Outside, Mef and Carl decide to go back to the hotel. A few blocks later, Helle, Jenny and Inge decide to do the same. We've pretty much seen the 'sights': outside of the cathedral (they charge to much to go in), Catacombs, Presidential Palace (again, just the outside), the main square. The pedestrian shopping street we've had a taste of, and with the absence of any uniquely Peruvian shops, it doesn't grab us. My friends would rather get back and put the finishing touches on their presentations.
Eva and I decide to go with the pedestrian street down to the other square, San Martin, just for the walk. It's only about 10 blocks. In fact, it's rather one block of shops, reshuffled and redealt ten times.

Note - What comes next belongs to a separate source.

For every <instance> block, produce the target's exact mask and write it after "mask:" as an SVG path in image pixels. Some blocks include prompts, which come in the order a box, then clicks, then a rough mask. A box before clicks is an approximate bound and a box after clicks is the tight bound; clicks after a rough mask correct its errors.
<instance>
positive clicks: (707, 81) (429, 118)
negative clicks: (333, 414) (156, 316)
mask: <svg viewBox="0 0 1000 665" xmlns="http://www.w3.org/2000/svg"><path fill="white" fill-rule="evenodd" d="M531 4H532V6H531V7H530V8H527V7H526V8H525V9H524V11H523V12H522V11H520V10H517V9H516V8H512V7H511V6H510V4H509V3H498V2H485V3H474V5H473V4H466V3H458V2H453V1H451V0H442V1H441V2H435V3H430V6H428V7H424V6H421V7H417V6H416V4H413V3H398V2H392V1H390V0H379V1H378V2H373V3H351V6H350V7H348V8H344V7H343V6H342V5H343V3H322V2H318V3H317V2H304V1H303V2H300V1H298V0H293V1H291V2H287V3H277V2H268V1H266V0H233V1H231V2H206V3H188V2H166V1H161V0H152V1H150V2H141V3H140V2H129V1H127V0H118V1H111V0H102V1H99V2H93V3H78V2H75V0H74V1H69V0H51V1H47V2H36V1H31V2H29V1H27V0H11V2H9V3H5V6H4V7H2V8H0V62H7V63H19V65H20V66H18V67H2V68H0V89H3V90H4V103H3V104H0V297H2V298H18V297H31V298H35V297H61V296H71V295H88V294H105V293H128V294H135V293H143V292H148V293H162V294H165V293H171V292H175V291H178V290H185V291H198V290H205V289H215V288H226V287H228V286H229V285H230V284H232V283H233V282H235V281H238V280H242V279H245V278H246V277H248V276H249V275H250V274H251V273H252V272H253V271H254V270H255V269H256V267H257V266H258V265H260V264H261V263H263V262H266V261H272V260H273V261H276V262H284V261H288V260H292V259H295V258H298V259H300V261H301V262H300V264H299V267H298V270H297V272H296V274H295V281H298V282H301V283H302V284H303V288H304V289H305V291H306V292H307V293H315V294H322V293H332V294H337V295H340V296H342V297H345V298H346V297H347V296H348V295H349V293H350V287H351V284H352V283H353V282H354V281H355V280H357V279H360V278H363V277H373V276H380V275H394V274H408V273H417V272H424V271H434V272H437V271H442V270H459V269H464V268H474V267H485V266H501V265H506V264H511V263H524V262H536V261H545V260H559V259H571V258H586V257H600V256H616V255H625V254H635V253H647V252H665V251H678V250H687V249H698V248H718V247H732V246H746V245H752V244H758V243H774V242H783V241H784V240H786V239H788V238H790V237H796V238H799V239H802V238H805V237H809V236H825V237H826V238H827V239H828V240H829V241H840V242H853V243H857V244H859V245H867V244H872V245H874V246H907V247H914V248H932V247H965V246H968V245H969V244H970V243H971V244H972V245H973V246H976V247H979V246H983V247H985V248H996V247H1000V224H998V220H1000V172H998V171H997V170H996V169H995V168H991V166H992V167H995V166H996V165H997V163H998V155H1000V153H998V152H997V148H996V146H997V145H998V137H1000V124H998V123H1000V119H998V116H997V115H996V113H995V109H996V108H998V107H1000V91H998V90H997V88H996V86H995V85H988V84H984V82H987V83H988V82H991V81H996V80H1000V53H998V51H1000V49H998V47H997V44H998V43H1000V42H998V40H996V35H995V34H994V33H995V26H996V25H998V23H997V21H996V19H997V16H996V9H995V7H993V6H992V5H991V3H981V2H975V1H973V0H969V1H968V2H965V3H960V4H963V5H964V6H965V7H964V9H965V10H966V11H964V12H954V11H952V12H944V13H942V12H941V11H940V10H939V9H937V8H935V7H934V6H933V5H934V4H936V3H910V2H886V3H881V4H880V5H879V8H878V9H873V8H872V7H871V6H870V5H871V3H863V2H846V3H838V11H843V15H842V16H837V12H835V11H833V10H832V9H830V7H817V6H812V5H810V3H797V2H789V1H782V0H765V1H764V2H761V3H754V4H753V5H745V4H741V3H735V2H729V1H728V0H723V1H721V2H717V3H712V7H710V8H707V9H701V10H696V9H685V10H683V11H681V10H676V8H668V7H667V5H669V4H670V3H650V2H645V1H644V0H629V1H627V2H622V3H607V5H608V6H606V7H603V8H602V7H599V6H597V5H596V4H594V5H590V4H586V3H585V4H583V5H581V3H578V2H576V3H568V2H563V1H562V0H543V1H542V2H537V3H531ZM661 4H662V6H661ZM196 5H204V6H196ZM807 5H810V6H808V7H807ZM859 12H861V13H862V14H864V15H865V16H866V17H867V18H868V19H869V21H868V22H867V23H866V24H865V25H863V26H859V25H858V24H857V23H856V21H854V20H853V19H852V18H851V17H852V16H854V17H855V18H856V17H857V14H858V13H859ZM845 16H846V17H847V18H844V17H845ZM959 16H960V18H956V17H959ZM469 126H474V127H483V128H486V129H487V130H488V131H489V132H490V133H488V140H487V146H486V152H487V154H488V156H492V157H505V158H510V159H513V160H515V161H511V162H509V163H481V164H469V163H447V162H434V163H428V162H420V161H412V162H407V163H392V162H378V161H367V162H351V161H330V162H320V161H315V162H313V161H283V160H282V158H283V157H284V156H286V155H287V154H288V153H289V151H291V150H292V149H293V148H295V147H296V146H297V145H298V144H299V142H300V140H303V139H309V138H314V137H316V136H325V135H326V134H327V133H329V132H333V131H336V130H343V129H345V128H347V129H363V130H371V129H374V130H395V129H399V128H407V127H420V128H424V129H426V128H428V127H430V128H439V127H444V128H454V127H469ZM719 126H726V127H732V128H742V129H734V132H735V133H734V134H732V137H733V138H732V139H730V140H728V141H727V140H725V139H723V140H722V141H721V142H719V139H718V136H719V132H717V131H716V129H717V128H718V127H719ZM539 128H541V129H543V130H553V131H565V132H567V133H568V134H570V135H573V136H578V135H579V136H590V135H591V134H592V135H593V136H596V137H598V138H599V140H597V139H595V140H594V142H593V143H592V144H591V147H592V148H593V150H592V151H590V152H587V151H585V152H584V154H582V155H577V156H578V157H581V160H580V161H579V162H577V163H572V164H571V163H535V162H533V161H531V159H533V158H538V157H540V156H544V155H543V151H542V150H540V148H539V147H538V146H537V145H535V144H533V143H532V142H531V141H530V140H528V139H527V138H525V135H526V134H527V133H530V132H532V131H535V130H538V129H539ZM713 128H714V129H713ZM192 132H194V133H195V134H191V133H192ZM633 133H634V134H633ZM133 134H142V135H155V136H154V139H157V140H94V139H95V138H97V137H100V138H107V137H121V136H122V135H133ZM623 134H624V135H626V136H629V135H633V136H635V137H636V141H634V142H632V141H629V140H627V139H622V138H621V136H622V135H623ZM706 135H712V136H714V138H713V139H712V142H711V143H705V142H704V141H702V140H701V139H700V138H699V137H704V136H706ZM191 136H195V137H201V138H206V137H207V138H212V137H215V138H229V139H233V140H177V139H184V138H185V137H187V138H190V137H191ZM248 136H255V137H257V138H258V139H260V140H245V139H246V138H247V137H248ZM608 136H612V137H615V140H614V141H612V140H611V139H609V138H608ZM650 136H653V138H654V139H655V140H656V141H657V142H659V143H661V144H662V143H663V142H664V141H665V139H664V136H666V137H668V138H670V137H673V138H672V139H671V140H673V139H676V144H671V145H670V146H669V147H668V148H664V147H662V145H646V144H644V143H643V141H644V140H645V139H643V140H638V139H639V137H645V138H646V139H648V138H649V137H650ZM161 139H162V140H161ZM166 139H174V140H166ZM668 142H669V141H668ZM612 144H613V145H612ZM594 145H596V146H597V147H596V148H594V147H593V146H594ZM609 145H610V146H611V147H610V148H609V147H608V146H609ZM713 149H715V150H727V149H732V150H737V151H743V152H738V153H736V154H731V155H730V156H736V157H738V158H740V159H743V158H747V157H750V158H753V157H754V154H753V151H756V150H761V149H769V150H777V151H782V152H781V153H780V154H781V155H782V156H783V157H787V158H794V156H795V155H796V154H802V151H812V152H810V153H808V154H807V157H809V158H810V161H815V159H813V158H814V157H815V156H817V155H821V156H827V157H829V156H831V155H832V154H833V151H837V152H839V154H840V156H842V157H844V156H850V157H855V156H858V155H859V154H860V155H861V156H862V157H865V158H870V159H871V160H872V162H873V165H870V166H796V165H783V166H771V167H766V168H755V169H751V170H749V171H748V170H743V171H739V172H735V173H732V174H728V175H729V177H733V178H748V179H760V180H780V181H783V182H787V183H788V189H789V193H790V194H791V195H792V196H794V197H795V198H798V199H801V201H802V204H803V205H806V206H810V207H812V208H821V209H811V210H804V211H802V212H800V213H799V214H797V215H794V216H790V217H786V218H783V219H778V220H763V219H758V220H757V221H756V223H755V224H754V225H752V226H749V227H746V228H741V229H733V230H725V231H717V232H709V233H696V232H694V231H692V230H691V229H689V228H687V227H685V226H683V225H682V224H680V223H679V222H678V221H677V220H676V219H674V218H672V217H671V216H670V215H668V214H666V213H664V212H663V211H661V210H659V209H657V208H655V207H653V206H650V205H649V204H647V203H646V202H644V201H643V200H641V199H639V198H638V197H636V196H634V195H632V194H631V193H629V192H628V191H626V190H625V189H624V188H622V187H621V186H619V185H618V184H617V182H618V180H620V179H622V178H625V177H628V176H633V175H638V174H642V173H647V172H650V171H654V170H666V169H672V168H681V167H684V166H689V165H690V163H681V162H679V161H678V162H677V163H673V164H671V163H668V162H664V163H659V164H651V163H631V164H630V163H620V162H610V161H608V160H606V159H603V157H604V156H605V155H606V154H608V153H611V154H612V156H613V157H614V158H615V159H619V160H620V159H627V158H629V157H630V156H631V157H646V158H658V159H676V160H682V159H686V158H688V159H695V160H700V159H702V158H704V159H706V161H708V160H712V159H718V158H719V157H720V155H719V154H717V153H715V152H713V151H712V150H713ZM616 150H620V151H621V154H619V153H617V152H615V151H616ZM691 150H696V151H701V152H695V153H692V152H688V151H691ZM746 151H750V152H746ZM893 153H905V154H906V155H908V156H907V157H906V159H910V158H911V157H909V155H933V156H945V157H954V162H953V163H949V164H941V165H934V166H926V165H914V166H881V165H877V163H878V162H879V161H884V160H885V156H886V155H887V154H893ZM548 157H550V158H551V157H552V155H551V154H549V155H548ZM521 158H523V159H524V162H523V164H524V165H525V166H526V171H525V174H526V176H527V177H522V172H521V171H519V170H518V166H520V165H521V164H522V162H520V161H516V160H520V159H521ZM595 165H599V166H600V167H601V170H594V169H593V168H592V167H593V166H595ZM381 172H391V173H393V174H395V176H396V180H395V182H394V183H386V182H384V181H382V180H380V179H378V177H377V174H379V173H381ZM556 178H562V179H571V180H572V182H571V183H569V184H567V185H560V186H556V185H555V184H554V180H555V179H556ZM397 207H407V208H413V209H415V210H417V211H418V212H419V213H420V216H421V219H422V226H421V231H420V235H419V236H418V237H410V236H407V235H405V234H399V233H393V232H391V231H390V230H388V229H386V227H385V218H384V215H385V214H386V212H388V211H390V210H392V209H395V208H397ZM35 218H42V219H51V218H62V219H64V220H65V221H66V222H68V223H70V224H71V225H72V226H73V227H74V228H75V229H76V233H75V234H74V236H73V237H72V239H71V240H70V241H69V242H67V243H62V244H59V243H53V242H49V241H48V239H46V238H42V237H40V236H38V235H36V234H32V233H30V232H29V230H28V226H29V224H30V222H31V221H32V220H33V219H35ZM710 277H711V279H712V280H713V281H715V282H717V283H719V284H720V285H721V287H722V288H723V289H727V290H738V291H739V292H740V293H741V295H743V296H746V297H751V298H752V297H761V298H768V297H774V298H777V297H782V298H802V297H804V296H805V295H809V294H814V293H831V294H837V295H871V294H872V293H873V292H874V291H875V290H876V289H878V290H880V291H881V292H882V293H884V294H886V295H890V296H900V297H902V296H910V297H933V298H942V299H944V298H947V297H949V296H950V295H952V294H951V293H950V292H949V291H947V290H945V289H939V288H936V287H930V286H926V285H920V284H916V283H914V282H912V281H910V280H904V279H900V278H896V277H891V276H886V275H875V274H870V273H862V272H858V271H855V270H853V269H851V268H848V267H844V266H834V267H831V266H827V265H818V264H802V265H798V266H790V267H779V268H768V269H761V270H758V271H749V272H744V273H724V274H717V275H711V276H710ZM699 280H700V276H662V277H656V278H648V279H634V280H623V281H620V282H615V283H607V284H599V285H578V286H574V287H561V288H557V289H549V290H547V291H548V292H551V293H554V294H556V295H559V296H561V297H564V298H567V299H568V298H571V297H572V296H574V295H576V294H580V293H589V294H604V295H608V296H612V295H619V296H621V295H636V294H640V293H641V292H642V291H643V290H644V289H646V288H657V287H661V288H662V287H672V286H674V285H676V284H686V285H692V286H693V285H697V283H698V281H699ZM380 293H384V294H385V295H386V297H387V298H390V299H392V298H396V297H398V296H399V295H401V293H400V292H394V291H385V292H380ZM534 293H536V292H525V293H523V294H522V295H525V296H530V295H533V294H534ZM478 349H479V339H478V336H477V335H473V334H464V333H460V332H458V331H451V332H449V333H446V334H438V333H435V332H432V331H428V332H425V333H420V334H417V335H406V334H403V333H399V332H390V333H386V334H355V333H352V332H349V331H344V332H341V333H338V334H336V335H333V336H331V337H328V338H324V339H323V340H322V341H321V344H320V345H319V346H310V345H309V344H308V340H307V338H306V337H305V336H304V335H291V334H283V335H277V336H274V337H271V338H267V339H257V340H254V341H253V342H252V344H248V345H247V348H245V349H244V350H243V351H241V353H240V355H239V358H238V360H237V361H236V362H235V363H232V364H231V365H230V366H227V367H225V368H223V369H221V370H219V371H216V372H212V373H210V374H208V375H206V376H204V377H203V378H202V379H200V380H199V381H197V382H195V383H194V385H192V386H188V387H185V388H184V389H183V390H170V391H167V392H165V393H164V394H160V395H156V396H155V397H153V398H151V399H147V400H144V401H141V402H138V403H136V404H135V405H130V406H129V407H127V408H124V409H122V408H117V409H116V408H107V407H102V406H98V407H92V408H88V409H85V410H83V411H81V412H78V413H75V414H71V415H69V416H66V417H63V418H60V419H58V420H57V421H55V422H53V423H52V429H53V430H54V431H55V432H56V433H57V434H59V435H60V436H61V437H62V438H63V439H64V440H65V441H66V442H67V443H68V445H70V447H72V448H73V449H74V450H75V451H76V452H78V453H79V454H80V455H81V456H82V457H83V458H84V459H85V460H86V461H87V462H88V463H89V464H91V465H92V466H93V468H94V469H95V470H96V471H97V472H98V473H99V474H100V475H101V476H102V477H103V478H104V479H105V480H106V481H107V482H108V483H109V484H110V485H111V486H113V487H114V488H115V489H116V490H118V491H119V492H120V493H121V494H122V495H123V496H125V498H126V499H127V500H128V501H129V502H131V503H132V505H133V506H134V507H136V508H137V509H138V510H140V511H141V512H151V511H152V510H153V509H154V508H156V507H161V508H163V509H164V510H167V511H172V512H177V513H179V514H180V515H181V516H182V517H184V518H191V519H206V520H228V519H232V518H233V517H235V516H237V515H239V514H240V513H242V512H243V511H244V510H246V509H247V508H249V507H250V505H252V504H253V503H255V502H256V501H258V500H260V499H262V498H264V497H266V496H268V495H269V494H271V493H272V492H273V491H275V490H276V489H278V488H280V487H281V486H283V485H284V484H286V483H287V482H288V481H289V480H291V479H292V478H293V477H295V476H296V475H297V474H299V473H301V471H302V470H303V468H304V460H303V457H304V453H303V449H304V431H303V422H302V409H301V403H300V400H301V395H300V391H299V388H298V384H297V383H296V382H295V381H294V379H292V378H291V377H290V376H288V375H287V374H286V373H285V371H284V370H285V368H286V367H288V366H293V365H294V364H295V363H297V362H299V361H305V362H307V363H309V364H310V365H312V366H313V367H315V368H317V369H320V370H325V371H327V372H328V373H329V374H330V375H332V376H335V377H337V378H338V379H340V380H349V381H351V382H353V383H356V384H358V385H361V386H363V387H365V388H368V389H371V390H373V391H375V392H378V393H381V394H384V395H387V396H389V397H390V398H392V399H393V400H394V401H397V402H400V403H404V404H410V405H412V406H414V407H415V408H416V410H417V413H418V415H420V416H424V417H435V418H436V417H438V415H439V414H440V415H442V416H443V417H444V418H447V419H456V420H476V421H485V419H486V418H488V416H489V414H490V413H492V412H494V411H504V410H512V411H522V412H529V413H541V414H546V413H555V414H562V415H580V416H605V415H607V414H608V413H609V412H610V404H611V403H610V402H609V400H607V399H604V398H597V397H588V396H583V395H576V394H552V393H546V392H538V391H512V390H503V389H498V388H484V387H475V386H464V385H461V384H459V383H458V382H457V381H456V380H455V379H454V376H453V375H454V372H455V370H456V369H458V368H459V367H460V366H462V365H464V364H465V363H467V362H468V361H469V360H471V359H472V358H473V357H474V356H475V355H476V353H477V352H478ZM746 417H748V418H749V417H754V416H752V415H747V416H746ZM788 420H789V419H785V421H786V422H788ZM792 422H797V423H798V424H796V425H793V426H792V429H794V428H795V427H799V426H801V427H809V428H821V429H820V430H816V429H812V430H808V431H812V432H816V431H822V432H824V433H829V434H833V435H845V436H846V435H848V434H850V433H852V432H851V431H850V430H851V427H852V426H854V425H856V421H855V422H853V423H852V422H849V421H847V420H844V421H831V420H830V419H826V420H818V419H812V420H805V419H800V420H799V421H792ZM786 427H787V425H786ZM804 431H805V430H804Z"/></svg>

At San Martin it's time to negotiate our first taxi. Mev said to expect to pay about 50 soles. We pick our ride carefully, no dented and horrible car for us. Mev recommended the yellow cars, but there isn't a nice one in line so we let that go. Some of the junkers it's amazing they still move. The first guy with a nice car wants 200 soles. This we don't even discuss. Never mind, and on to the next.
The next guy wants 25.
25?
Yes, really, just 25 soles and off we go. Our driver is not sure of the way once we get out of his usual zone, but Mev's written directions are clear and we're there in about an hour. We give him a nice tip.

Preparations for the evening's festivities are in full swing. The original guest list of 15 has swelled to 30 as no dignitary or relative is left out. The living room has been cleared of every stick of furniture to make way for the rented tables and chairs. Downstairs in Mev's sister's house the living room is also cleared and lined with chairs: we are to be treated to a display of native dances, so yes it is supposed to look like a ballroom.
For a while it's just Eva & me and Mev's mother & aunt, and the DJ. I motion to Mom to go ahead and dance, and she immediately pulls me out to the floor with her. I asked for it! Eva gets into it too, but the Aunt stays on the couch.
The busful of guests eventually wins a victory in the traffic war and the party can start.
Which it does, and it's great.
I'm sitting next to Helle, and we play at making up stories about people we don't know. One Peruvian guest in particular is our favorite. He's a small, dapper man in a tweed coat fand a sharp hat which he does not remove. His wild white hair floats around his shoulders. He wears headphones around his neck, as if he has just momentarily interrupted his private life to observe us, and in his hand is a videocamera that prevents him from shaking hands or giving a cheek kiss as everyone else does. A character. We decide he is an older, japanese version of Johnny Depp, whom he resembles greatly.
Music and eating and Depp jokes until midnight.

1 comment:

Bagman and Butler said...

What a wonderful trip you are having. Thank you for pictures and words -- the colorful houses on the hill - WOW - you are better than any travel book.